Whatever an author’s reason for going “indie,” he or she needs to remember one very important aspect: Publishing is a business, and it needs to be treated as such if the author plans to be successful. Authors can go it alone, or they can draw on outside help for them to do their books. But regardless of how they proceed, there are quite a few hats they will need to wear—or pay others to do it for them.
Here are the roles that will need to be filled:
The basic foundation for your enterprise is writing. Study your craft and refine your product. Good, readable works sell much more readily than disorganized garble or lofty dissertations.
This is one area where many self-publishers miss the mark in their eagerness to get their book out. But this is one area about 99.9 percent of authors cannot afford to skimp on. If you expect people to buy your book, they will expect that you have done your best to create a quality product. Don’t assume that if people like what you’ve written, they’ll be happy to overlook typos and other errors. I know some will argue with me, but I don’t buy “self-editing” as an option; it’s impossible to be objective with your own work. And you’ll open yourself up for bad reviews if your book is wraught with errors.
Many books and book covers are self-illustrated or designed. This is a great idea—if you have experience designing books. You want your book to stand out, but not because the design is amateurish. If you decide to get professional freelance help, make sure he or she has book experience—and you should stay involved personally throughout the process.
When you use a computer to prepare printer-ready files, you become a typesetter. If you aren’t proficient in InDesign, hire a pro for the same reasons mentioned above!
Ten years ago, there weren’t a lot of options when it came to book printing. Now there is offset printing, print-on-demand, ebooks…. Decide which option—or options, in most cases—makes the most sense for your goals and your budget.

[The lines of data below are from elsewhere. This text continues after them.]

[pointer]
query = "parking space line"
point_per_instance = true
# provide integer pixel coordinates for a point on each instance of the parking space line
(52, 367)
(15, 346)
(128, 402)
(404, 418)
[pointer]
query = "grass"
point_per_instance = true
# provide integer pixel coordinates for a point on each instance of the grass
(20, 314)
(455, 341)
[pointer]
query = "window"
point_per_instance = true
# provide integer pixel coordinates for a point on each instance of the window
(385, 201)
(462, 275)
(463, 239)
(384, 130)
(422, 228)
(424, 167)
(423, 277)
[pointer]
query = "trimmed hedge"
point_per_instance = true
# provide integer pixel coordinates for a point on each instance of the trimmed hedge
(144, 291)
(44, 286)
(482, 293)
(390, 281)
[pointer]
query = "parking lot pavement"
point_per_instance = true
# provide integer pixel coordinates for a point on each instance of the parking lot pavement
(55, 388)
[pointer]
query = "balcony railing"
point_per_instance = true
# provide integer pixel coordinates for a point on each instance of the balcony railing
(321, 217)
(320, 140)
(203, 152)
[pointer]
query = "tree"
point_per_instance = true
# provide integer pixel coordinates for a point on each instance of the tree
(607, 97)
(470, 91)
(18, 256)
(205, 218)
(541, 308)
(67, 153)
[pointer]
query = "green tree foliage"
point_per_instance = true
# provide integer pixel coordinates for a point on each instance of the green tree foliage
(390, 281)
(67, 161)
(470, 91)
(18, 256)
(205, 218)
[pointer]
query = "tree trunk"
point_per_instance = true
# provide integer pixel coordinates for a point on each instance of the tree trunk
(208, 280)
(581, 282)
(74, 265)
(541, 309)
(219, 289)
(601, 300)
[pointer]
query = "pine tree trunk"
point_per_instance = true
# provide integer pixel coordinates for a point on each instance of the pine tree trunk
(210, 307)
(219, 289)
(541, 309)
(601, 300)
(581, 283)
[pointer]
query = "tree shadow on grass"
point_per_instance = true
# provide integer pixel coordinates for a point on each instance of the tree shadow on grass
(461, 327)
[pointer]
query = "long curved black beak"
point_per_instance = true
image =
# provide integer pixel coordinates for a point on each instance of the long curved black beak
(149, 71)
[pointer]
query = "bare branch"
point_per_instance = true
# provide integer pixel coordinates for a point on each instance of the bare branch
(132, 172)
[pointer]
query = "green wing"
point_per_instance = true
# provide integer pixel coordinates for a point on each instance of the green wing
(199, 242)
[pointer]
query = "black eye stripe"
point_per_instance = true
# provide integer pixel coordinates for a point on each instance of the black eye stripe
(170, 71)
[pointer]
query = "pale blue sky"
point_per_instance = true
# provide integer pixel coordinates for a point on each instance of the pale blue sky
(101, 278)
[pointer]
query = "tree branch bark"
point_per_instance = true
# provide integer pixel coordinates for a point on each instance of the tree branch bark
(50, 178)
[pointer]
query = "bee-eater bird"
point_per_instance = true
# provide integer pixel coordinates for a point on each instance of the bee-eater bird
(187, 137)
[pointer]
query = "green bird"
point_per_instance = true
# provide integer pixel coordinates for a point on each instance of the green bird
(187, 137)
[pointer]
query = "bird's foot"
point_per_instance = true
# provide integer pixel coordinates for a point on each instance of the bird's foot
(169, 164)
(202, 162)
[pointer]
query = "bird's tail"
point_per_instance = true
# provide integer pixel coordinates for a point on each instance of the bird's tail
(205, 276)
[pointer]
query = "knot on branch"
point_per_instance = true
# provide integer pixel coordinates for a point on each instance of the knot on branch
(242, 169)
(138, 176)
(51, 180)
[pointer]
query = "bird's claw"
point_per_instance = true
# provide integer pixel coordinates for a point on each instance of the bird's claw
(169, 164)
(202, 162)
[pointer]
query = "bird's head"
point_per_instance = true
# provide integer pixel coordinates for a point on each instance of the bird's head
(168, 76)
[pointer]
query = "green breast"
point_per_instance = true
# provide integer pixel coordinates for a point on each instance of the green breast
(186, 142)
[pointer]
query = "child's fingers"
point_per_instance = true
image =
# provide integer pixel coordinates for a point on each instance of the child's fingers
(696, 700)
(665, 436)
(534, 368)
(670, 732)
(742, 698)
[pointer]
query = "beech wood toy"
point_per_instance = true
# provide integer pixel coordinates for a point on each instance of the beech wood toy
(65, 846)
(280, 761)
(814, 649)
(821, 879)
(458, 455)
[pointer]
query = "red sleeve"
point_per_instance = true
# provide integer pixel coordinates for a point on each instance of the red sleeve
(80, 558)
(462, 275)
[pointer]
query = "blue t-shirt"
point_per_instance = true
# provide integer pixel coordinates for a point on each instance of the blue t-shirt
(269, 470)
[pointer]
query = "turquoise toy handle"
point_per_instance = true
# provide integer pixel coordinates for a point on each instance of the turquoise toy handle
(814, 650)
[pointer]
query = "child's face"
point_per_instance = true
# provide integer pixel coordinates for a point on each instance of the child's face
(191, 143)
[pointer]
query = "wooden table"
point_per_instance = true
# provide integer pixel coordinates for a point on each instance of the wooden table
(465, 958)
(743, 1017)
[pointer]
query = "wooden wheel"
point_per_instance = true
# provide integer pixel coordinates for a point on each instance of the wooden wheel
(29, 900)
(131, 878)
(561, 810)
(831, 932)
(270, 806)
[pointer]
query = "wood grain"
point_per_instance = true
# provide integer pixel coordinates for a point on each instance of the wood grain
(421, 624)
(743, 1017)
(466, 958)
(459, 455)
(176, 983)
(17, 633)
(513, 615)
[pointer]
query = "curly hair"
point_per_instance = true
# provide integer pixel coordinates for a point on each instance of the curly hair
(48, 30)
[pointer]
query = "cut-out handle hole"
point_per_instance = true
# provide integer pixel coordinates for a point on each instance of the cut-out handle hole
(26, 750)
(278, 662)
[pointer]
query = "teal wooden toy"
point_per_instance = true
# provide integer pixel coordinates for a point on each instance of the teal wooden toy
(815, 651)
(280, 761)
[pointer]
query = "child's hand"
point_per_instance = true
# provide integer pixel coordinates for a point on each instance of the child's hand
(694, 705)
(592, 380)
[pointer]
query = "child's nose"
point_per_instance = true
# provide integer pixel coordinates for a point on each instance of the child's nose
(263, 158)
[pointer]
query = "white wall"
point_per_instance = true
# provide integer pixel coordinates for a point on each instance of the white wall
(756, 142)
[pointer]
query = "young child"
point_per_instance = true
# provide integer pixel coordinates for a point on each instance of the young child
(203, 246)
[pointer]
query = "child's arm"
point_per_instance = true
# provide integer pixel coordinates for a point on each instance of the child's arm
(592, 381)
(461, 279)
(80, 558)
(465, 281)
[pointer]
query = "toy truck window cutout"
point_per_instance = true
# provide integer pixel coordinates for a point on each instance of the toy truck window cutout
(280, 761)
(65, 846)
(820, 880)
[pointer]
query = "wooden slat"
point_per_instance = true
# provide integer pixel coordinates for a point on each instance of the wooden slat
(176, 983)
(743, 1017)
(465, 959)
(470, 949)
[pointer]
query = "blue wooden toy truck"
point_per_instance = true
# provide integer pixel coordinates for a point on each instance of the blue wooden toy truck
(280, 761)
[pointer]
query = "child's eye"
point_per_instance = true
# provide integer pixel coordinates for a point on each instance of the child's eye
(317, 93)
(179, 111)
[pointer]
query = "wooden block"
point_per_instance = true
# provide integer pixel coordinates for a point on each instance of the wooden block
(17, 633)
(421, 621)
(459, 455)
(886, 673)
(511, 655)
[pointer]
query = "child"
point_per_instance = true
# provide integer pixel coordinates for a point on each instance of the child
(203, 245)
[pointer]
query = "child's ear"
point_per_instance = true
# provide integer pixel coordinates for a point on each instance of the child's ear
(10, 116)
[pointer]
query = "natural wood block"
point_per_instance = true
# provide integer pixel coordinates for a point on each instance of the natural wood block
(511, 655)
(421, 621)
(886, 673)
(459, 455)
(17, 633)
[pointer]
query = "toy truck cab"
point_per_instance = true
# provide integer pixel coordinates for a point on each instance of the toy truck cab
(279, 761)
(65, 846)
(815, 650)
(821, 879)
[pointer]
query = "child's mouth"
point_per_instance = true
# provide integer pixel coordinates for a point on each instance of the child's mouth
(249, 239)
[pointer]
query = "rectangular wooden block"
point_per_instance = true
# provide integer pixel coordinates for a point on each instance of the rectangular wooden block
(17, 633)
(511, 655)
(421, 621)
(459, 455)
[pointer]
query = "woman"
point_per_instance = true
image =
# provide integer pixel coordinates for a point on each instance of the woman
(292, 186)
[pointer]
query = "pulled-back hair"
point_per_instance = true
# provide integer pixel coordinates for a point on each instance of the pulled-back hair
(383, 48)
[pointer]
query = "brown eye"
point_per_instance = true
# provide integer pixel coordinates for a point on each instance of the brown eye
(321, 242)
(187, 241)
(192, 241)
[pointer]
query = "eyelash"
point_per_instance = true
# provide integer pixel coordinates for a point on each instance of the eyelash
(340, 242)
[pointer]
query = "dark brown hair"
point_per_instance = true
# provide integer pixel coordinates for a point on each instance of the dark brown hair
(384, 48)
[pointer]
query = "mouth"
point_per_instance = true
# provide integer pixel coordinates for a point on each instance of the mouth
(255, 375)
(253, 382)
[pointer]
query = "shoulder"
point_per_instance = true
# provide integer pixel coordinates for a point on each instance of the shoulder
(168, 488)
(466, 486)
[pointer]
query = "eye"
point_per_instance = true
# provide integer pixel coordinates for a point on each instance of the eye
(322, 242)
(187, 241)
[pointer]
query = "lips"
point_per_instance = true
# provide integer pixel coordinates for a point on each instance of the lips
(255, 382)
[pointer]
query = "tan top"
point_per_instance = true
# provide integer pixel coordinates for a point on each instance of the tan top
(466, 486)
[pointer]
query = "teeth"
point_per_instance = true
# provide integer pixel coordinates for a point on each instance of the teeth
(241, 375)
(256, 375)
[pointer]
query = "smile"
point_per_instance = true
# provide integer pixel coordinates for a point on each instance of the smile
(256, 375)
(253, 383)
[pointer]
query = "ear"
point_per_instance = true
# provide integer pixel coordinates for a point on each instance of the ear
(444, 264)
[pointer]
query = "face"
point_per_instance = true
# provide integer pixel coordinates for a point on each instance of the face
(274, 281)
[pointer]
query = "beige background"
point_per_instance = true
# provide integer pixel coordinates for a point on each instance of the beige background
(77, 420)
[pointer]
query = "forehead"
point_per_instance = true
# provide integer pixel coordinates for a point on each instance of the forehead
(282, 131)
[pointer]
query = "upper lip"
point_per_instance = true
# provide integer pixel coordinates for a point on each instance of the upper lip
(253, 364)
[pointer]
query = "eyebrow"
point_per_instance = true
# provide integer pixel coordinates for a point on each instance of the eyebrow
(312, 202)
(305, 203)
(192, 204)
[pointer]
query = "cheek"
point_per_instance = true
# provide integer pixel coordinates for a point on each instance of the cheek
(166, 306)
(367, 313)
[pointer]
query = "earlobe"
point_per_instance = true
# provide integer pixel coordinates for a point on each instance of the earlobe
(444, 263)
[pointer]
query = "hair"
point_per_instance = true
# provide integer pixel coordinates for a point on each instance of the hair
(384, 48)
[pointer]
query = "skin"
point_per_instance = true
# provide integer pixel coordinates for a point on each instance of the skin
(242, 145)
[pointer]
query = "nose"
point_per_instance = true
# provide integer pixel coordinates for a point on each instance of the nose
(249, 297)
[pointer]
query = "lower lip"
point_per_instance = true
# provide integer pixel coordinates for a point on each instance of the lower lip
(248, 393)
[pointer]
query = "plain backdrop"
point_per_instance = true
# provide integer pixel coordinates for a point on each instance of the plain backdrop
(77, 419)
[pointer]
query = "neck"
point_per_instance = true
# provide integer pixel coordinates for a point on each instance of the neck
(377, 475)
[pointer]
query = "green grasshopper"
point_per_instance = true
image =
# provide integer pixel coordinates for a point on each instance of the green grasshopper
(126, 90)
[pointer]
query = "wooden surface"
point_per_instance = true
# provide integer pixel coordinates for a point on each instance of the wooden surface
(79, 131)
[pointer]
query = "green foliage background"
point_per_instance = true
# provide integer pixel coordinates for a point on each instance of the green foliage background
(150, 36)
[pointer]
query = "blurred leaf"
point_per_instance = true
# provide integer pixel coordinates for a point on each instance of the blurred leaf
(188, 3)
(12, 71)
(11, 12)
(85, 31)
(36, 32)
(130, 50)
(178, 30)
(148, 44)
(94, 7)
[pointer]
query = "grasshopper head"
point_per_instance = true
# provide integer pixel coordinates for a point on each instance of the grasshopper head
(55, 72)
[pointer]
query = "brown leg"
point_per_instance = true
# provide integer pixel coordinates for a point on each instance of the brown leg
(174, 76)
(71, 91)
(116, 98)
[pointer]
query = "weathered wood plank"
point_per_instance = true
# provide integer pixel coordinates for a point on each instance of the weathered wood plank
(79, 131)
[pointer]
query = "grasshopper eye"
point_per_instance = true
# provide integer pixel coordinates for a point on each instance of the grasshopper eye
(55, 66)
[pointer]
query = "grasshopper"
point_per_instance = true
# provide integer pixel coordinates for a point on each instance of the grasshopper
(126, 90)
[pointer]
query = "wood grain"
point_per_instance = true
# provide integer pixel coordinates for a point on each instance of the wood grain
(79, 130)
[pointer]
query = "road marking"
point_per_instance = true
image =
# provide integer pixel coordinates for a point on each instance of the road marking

It doesn’t matter how well all other hats fit if you don’t wear this one well. Be imaginative and creative. Go ahead and slip into flamboyance when you don this hat. Shrewd promotion and sales strategies will do much to ensure your publishing project’s success. And it’s never too early to start planning.
Last — but certainly not least — you have to manage your publishing business well. A study once conducted by the Small Business Administration showed that 93 percent of the businesses that failed did so because of poor management practices. The job of business manager can be a piece of cake or an absolute nightmare — it’s up to you. Many jobs fall under this umbrella—accountant, janitor, operations, IT, chief bottle washer…basically anything that keeps your business running smoothly and successfully.
Be prepared to fall and skin your knees occasionally. No one has all the answers; certainly not a new self-publisher. Don’t be afraid to get some professional help. As in anything, there are pitfalls, but there are also many pleasures. Move ahead with passion and conviction, and you will succeed.
Is Self Publishing a business you run? Do you find the same scenario when it comes all the intricacies involved in self publishing and the business side of things?